Step-by-Step Example:

  1. First say what you are going to do: “Paw””
  2. Then, touch their shoulder.
  3. Begin feeding super tasty treats.
  4. Slide your hand down their leg while continuing to feed tasty treats.
    1. If they pull away, stop touching them and stop feeding treats. Wait for your dog to step back toward you. Then resume the previous steps, from step 1.
  5. Slowly work up to touching the shoulder, then move down to the leg, paw, toe, and nail
  6. Once your pet is comfortable with you handling the nail then introduce the clippers in the same fashion, starting at the shoulder.

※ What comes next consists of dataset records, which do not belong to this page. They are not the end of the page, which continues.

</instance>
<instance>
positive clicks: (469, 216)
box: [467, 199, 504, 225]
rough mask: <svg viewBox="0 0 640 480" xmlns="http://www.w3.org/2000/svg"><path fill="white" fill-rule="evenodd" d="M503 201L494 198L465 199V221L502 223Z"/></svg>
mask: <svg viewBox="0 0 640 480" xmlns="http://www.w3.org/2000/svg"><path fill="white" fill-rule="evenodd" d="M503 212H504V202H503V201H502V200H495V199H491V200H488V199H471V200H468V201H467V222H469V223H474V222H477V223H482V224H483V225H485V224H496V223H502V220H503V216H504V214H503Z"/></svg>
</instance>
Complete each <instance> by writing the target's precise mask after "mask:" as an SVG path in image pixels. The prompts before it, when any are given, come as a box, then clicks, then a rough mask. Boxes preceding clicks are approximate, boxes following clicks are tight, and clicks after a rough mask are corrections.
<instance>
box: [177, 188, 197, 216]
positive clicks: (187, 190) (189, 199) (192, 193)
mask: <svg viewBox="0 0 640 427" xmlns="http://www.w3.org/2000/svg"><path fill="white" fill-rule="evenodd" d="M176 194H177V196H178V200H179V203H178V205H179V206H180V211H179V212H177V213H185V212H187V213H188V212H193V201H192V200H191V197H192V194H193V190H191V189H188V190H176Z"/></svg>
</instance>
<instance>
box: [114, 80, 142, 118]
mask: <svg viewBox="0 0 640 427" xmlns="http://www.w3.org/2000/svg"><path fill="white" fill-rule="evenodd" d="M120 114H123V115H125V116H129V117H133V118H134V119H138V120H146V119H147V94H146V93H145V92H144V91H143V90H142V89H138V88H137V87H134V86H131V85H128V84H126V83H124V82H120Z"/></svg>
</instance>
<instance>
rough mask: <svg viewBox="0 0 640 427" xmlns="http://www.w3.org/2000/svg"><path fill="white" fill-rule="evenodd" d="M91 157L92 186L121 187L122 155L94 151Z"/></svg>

Your pet will learn that cooperating with the touch means getting the tasty treat and stepping away stops the treats. They will also learn they can step away when it becomes too much for them. This helps build their confidence so that they are not just tolerating the procedure, but comfortable and even enjoying it!

 

  • You can use a designated yoga mat for handling. This gives your pet a non-slip surface and a visual cue indicating that you will be handling them. It’s also a clear boundary- if they step off the mat the handling stops (but so do the treats!). Only take this mat out when training. Feel free to bring it with to vet appointments!
  • In addition to the yoga mat, which shows where they should stand, you can use a smaller item, like a coaster or a lid to teach your dog a chin rest or target with their paw. Use two different items so you don’t confuse your dog.

 

To Train a Chin Rest-

  • Place the target on the ground in front of your dog. When your dog sniffs it, mark and treat your dog. At first mark and treat your dog each time they sniff it. You may need to pick it up and set it back down to catch their attention between repetitions.
  • Once they are eagerly touching their nose to the target, pause before marking and giving the treat.
  • Introduce a cue word before offering the target, like “Chin”
  • Gradually build up duration between when they place their nose on the target and when they get a treat. The dog can stand or lay down during this exercise.
  • After you’ve established the chin rest, you can place the target on an elevated surface so your dog can comfortably stand or sit with their head resting on the target.
  • You can use a chin rest the same way you use the mat. For instance, you can practice giving your dog eye drops. If they pull away stop, if they stay in place, give lots of treats!

You can train a paw target in a similar fashion- mark and treat when the desired paw touches the target. You can use a treat to lure your dog up onto the target.